The emotional upheaval of the interwar years in England is dramatized afresh in Quinn’s dazzling and imaginative debut ... Thorny, idiosyncratic Cristabel is a formidable first among equals in this expansive cast of memorable eccentrics. Peacetime whimsy gracefully segues into scenes of unbearable tension and heart-wrenching suspense as Cristabel boldly infiltrates Paris on the eve of its liberation ... a reading experience to be long cherished.
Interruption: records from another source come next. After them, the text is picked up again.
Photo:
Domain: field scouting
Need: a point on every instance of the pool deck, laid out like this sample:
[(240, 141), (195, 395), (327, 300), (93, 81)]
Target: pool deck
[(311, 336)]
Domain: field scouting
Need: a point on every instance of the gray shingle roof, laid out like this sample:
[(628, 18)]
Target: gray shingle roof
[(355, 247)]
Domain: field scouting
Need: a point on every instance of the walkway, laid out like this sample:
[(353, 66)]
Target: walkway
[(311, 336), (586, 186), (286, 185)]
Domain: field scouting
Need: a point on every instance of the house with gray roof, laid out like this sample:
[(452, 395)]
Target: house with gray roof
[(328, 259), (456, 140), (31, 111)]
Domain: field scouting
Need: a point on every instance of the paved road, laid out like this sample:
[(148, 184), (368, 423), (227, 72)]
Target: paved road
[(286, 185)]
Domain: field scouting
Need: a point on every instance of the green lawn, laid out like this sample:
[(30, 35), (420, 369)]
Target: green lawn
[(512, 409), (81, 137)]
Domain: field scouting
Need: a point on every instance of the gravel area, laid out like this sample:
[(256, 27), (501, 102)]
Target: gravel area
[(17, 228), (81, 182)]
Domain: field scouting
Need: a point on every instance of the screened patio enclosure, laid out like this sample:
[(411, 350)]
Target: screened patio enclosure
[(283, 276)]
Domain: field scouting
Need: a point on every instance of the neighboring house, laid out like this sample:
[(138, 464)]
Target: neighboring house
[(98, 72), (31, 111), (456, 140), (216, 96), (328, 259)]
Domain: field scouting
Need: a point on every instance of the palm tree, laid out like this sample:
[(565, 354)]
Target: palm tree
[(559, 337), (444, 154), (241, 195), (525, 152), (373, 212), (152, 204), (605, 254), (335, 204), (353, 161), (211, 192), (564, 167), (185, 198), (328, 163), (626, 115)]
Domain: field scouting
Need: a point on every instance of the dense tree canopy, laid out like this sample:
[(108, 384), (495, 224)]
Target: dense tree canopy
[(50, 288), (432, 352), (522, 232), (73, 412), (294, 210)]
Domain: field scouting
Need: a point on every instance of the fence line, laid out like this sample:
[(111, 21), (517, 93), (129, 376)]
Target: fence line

The war that begins just as the children enter adulthood sweeps them apart and turns Quinn's debut into what feels almost like a different book entirely, driven by fear and suspense rather than whimsy and humor, with scenes of espionage and violence careening toward what one suspects is inevitable tragedy. Which, to be fair, is exactly the sort of thing war does in real life. Told partly with letters, lists, and scrapbook cuttings, there's something old-fashioned about this novel, even in its handling of its stubborn, independent female lead, a Jo March type, if Jo March joined the British special forces and became a secret agent in France ... This big, old-fashioned, seriocomic 'crumbling estate' family saga works best before the war comes along.